Urso (MIMIT) ha la soluzione per il caporalato: una certificazione

Urso (MIMIT) ha la soluzione per il caporalato: una certificazione

Ora che anche per Tod’s la Procura di Milano ha chiesto l’amministrazione giudiziaria, la soluzione per il caporalato è diventata l’urgenza del sistema. Adolfo Urso, titolare del Ministero per il Made in Italy (MIMIT), ha detto di essere al lavoro sul tema: “Quando abbiamo avuto le prime notizie che riguardavano anche altri brand italiani della moda già qualche mese fa – riportano le agenzie –, abbiamo predisposto un dispositivo legislativo ora nel disegno di legge sulle PMI in esame al Senato”.

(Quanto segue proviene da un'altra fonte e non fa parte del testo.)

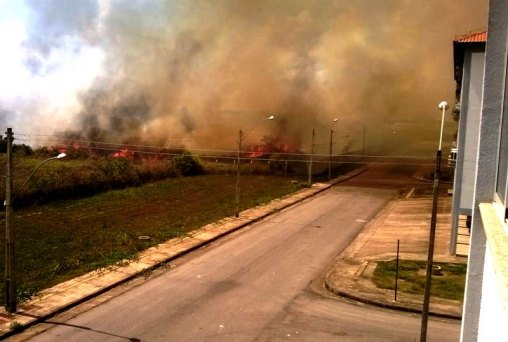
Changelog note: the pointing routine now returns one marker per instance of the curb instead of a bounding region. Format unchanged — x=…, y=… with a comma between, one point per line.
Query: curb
x=305, y=194
x=348, y=295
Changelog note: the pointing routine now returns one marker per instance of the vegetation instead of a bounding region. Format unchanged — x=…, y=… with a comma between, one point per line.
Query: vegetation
x=449, y=284
x=87, y=211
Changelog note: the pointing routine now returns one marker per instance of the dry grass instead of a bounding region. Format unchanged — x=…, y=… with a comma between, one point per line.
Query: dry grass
x=63, y=239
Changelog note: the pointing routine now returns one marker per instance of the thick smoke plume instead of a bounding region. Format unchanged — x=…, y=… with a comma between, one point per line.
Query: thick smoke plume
x=194, y=72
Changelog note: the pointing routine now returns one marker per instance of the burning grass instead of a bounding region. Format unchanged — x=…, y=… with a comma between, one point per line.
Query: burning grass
x=63, y=239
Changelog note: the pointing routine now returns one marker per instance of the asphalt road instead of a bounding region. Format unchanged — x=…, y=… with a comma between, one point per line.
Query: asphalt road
x=254, y=286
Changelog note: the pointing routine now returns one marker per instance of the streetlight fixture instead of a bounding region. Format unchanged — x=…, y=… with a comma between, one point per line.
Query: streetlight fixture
x=428, y=275
x=241, y=137
x=10, y=283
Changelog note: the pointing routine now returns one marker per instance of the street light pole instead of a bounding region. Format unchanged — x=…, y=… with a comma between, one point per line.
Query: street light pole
x=10, y=274
x=241, y=137
x=331, y=150
x=10, y=283
x=432, y=235
x=311, y=155
x=330, y=156
x=237, y=192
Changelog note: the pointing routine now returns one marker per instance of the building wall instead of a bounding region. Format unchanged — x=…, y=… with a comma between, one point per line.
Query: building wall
x=468, y=139
x=493, y=316
x=482, y=284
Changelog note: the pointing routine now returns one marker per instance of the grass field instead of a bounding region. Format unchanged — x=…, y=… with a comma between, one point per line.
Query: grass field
x=450, y=284
x=60, y=240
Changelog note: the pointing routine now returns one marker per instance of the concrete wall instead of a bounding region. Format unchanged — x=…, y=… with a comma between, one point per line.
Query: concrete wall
x=485, y=180
x=468, y=134
x=493, y=317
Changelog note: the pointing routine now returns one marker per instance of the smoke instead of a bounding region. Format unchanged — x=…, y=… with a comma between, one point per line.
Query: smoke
x=194, y=72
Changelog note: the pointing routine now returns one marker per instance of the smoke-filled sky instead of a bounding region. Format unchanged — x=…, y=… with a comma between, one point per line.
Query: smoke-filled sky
x=193, y=72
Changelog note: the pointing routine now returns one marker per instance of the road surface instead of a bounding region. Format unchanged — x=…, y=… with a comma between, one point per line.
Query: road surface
x=253, y=286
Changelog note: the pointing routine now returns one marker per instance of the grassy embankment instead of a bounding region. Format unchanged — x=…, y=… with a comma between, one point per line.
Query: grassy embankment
x=103, y=205
x=449, y=284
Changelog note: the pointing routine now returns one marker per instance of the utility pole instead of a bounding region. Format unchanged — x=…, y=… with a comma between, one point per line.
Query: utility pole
x=237, y=198
x=330, y=156
x=432, y=234
x=363, y=143
x=311, y=154
x=10, y=281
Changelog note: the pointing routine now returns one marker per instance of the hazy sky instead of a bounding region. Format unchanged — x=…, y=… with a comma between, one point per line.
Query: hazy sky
x=168, y=71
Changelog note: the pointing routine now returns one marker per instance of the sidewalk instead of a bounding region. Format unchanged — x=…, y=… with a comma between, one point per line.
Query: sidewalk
x=350, y=276
x=64, y=296
x=407, y=220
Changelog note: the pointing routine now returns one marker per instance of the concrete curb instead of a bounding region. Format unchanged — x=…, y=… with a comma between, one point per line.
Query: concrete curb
x=26, y=318
x=348, y=295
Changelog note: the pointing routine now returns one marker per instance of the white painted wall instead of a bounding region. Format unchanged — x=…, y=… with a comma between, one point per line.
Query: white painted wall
x=493, y=317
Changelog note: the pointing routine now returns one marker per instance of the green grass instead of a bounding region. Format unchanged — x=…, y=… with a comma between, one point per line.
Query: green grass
x=64, y=239
x=450, y=285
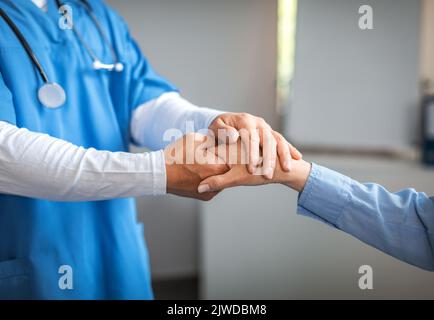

La soluzione per il caporalato

Allo scrutinio delle toghe ci sono ora le pratiche di gestione della supply chain di Tod’s, dicevamo. Prima gli inquirenti si sono interessati a quelle di Loro Piana e di Valentino Bags. Prima ancora a quelle di Alviero Martini SpA, Dior Manufacture e Giorgio Armani Operations. Ogni caso è grave in sé, ma tutti insieme rischiano di pregiudicare l’intero Paese: per questo Urso (in foto, Imagoeconomica) spiega che il valore da tutelare è “la reputazione del Made in Italy”: “Tod’s è un brand italiano di grande livello ed eccellenza, con una reputazione internazionale indiscutibile”. Allo stesso modo, aggiunge, “il Made in Italy non è solo un marchio economico, ma un patrimonio culturale e morale che il mondo associa alla bellezza, alla qualità e, sempre più, alla sostenibilità”.

 

 

La certificazione

Qual è la proposta del MIMIT al vaglio del Senato? “In questo dispositivo prevediamo che i brand possano far certificare da un ente terzo tutte le imprese piccole e medie artigianali che producono per loro sul piano, appunto, della legalità – risponde Urso –. È una certificazione preventiva da parte di un ente terzo che possa garantire loro, noi e certamente anche i lavoratori della filiera”. Lo strumento non esclude la necessità di repressione che spetta sempre “ovviamente alle autorità giudiziarie”, ma rappresenta un “sigillo di trasparenza” che “tutela la reputazione dei nostri brand cui non possiamo assolutamente rinunciare. Non basta produrre in Italia – conclude –: serve garantire che tutto avvenga nel rispetto delle regole e della dignità del lavoro”.